In Dreams of a Billion: India And The Olympic Games, a book authored by historian Boria Majumdar and journalist Nalin Mehta, Pullela Gopichand has for the first time reacted on Saina Nehwal deserting his academy for Prakash Padukone’s after the 2014 World Badminton Championships in Denmark
It’s never easy to be a coach, especially when you have a pair of superstars pupils. In a recent interview with Outlook, Yohan Blake, the world’s second-fastest man, expressed his anguish when he was repeatedly denied the opportunity to challenge his Jamaican training partner Usain Bolt. Blake, the youngest ever 100m world champion and Bolt, an eight-time Olympic gold medallist and 100m world record holder, had a common mentor – Glen Mills.
(Badminton News)
Even though they ran frequently in the Jamaican relay team, Blake’s relationship with Bolt was anything but cordial. It was eloquently clear in the way Blake, who is targeting the 100m gold at the 2020 Tokyo Olympics, spoke about Bolt, whose final race at the 2017 world championship denied Jamaica the 4 x 100m relay gold. Blake now has a new coach and probably felt betrayed that Mills never let him become the sprinter that he really was. “I was born at the wrong time,” Blake would say.

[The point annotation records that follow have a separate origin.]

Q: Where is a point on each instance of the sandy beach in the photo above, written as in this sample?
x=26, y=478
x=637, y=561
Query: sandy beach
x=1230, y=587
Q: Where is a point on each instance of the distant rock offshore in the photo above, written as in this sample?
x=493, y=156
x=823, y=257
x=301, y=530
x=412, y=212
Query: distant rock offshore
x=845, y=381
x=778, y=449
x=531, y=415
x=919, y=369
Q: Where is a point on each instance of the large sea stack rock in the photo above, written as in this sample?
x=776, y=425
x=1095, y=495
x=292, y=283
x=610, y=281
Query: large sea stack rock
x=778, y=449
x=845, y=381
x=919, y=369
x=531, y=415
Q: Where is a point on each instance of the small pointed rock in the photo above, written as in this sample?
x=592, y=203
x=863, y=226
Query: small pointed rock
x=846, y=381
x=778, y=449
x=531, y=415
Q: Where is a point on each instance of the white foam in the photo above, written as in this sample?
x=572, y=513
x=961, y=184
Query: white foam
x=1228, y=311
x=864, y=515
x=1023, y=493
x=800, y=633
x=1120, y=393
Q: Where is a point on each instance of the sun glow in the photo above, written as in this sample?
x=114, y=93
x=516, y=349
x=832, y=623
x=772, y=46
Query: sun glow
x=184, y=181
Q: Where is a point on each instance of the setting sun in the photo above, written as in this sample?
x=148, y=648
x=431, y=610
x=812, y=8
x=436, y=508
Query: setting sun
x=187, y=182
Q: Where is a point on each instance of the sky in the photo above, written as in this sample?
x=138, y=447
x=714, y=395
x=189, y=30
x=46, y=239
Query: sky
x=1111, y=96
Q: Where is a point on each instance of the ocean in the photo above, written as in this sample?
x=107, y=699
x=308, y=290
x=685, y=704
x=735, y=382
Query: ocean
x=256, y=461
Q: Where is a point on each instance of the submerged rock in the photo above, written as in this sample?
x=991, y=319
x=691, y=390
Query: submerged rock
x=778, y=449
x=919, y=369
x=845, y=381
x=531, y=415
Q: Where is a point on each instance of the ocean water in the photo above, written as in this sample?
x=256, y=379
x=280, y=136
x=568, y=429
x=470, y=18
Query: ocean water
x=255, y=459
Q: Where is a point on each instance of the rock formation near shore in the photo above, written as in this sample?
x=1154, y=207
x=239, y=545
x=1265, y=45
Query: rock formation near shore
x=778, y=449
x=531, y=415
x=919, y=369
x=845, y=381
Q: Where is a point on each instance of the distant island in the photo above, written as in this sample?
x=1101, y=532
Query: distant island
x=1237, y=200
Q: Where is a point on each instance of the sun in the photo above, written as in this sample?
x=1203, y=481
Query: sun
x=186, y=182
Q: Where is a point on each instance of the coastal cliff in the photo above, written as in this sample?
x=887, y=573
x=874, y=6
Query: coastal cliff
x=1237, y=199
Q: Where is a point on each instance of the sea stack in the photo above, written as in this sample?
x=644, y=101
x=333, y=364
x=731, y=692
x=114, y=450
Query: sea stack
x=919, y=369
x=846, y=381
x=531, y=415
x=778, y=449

Pullela Gopichand has probably faced similar situations when he trained Saina Nehwal and PV Sindhu at his Hyderabad academy. Sportspersons are fiercely emotional by nature. In individual sports like athletics, badminton and tennis, possessiveness is like a double-edged sword. Every top athlete, who share a coach, has lived with it. Gopichand faced, felt and withstood it. In Boria Majumdar and Nalin Mehta’s book Dreams of a Billion: India And The Olympic Games, the former All-England champion and current national coach has for the first time spoken about his feelings when Saina Nehwal deserted his academy in 2014 to train at Prakash Padukone’s in Bangalore.